Thursday, August 5, 2010

Anesthesia: CRNA or Anesthesiologist, Who Provides the Best Quality of Care?

Health Affairs, (the preeminent peer-reviewed journal covering health policy), has released important new research regarding the quality of anesthesia care.

This may not come as a surprise to most inside the medical profession, but may surprise those outside medicine--- the study shows that there are NO differences in patient outcomes, when anesthesia services are provided either by CRNAs (Certified Registered Nurse Anesthetists), or by physician anesthesiologists, or by CRNAs supervised by physicians.

According to the study, the CRNA's quality of anesthesia care is as good as it gets. The research, titled "No Harm Found When Nurse Anesthetists Work Without Supervision by Physicians," is out in print in the August issue of Health Affairs.

Conducted by RTI International, a leading USA research institute, the study results send a strong message to the healthcare community, policy makers, as well as patients who need anesthesia services, and their families.

The researchers were Brian Dulisse, a health economist at the Research Triangle Institute, in Waltham, Massachusetts, and Jerry Cromwell, a senior fellow in health economics at the Research Triangle Institute.

This research, as I said above, is no news to many inside medicine. In 2001, the Centers for Medicare and Medicaid Services (CMS) allowed states to opt out of the requirement for reimbursement that a surgeon or anesthesiologist oversee the provision of anesthesia by certified registered nurse anesthetists.

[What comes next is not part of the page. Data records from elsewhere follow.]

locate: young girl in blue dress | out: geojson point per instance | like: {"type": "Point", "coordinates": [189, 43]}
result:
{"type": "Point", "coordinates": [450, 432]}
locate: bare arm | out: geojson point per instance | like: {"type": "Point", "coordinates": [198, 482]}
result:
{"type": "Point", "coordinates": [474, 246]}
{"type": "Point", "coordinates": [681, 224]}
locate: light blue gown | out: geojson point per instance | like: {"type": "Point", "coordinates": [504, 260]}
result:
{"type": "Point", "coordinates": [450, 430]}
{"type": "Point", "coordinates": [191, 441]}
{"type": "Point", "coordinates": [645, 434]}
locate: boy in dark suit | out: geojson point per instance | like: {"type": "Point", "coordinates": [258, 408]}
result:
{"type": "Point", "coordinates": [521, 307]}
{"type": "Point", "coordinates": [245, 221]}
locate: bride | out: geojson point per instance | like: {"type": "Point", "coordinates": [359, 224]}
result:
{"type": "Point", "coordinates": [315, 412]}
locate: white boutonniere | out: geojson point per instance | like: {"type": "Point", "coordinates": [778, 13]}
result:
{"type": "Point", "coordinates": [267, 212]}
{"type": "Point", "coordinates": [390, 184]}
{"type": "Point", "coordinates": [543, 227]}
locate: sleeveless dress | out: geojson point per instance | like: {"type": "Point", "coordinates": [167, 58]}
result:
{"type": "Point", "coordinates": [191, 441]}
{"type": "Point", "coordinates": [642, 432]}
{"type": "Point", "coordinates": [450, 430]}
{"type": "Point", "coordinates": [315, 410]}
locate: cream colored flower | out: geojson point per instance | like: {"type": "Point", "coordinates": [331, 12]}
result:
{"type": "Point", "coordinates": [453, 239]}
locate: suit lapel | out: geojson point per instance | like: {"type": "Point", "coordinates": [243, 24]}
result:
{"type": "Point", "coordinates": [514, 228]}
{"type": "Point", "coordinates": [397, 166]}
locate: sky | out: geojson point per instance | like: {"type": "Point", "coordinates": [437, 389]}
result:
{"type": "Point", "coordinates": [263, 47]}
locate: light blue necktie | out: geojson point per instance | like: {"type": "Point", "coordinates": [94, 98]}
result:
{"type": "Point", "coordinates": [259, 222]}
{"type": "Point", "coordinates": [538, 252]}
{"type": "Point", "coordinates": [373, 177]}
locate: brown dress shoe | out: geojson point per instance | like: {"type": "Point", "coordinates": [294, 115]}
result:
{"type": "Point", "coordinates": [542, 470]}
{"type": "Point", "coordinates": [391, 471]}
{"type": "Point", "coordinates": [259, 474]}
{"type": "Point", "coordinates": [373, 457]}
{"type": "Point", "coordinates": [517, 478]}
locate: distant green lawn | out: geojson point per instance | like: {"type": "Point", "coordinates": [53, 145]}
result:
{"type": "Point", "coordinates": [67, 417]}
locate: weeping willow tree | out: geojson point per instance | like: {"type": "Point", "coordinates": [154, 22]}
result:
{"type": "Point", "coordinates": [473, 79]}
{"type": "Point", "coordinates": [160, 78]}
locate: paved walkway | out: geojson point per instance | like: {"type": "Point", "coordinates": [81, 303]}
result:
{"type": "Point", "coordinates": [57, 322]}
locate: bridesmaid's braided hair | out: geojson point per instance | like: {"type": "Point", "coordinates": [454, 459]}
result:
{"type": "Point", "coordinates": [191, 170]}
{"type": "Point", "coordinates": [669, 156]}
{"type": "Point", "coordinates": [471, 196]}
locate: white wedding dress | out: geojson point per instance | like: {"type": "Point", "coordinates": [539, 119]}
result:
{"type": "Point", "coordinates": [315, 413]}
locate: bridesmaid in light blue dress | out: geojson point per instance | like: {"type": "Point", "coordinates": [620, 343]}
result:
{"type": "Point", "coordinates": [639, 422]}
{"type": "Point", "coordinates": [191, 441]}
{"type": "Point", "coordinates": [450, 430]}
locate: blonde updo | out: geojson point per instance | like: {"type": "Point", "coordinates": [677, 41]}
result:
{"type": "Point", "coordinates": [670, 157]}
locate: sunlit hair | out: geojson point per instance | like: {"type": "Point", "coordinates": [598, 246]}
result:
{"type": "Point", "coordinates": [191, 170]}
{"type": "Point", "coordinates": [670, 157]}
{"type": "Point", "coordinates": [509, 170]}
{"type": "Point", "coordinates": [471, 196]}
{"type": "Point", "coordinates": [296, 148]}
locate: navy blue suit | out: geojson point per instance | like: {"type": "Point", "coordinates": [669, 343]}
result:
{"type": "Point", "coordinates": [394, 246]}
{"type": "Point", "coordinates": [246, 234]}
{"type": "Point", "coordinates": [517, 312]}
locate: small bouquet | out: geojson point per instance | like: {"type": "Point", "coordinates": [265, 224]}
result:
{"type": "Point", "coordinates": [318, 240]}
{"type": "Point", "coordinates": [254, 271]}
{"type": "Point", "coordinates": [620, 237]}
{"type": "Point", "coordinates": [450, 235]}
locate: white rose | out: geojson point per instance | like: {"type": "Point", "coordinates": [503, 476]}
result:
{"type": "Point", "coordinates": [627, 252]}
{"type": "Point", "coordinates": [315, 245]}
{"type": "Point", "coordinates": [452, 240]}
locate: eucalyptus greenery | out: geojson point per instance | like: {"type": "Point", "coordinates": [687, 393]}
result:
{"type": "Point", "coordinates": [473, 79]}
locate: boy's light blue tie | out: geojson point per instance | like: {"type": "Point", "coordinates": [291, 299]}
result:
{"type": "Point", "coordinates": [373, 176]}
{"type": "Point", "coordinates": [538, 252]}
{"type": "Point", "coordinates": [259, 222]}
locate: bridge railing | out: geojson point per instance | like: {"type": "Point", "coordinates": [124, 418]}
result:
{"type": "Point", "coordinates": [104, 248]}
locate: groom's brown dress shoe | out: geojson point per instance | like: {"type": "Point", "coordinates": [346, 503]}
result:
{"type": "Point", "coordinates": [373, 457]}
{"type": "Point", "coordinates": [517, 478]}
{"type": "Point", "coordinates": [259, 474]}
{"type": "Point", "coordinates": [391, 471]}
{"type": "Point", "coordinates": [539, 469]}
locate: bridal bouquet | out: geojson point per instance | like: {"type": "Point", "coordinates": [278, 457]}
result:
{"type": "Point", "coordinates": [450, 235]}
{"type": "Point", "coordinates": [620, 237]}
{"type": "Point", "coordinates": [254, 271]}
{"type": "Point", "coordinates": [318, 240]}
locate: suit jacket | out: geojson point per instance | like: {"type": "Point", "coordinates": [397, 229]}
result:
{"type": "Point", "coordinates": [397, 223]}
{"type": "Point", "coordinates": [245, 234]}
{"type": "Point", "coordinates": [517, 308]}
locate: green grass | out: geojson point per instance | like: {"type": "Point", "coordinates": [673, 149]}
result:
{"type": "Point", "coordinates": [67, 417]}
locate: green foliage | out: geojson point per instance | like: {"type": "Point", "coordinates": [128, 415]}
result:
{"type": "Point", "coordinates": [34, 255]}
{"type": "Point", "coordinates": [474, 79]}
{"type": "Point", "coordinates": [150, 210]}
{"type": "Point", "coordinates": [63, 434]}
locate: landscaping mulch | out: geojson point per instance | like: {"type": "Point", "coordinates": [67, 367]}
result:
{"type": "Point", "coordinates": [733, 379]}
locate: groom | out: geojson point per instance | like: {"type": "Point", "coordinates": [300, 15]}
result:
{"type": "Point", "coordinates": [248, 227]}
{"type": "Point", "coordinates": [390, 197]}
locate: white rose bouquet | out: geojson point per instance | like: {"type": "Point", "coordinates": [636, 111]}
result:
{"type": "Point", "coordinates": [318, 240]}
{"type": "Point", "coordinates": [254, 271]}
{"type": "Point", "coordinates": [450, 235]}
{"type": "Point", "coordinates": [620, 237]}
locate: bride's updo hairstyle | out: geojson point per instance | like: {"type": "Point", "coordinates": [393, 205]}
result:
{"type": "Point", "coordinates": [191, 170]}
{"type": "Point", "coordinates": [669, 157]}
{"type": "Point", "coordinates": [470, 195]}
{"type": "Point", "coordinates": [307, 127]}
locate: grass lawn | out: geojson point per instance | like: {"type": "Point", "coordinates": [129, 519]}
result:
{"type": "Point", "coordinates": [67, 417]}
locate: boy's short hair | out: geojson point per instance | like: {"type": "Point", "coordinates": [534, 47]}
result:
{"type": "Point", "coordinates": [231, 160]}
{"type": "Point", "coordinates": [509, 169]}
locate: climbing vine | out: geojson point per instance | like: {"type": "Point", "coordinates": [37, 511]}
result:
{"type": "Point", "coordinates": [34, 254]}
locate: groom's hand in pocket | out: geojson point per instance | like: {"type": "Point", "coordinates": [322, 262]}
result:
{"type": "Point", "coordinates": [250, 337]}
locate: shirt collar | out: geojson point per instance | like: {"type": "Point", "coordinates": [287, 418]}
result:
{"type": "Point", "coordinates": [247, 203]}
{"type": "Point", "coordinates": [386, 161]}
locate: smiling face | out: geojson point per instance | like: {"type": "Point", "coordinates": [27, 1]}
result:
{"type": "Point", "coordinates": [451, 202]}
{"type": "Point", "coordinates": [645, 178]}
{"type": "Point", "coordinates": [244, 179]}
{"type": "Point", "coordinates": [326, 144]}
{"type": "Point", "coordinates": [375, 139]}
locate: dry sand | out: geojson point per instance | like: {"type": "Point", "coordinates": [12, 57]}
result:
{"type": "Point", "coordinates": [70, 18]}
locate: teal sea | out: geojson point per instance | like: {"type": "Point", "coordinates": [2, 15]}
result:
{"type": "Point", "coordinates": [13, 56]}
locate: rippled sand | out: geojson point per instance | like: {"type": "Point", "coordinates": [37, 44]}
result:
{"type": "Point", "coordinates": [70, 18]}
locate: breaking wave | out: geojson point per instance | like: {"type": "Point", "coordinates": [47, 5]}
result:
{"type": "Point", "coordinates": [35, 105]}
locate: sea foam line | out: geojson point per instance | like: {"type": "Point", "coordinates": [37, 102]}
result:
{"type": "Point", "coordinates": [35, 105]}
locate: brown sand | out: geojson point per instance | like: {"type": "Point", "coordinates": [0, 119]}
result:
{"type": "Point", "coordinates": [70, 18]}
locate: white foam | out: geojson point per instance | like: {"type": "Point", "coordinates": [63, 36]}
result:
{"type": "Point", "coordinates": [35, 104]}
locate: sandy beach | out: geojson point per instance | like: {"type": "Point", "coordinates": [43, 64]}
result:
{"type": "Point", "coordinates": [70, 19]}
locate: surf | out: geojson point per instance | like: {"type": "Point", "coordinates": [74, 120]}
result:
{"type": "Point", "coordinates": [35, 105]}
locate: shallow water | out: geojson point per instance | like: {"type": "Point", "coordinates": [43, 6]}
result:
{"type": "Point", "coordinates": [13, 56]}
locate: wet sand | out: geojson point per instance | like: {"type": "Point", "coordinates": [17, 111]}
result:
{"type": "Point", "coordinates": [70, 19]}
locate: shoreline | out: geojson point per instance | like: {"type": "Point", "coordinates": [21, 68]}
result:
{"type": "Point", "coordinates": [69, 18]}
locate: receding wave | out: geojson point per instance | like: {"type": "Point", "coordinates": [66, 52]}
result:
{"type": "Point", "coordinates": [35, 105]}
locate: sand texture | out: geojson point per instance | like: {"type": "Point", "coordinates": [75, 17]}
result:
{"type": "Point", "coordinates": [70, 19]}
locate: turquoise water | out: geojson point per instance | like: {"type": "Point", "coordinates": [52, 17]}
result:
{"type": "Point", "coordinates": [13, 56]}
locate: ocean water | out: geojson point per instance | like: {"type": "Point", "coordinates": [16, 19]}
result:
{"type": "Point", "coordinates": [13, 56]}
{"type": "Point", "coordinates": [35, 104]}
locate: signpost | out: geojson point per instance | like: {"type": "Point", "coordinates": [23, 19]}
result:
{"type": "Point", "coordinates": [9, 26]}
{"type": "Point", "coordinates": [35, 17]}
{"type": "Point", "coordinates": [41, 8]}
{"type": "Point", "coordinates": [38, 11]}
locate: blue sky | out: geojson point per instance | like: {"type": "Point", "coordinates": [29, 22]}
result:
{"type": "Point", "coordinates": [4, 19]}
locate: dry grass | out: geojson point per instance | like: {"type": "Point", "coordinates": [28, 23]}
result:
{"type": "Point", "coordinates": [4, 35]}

By 2005, fourteen states had exercised this option. An analysis of Medicare data (for 1999–2005) finds no evidence that opting out of the oversight requirement resulted in increased inpatient deaths or complications. Based on our findings, we recommend that CMS allow certified registered nurse anesthetists in every state to work without the supervision of a surgeon or anesthesiologist.

In fact, the US military has always used CRNA's, seeing no need to employ expensive and redundant physician anesthesiologists--- who typically stand by but themselves rarely even perform actual anesthesia--- which is almost always administered by CRNA's.

So, the message for hospitals, wishing to save money while ensuring quality of anesthesia care, is this--- that CRNAs, practicing without physician supervision, provide safe, cost-effective, high-quality, anesthesia.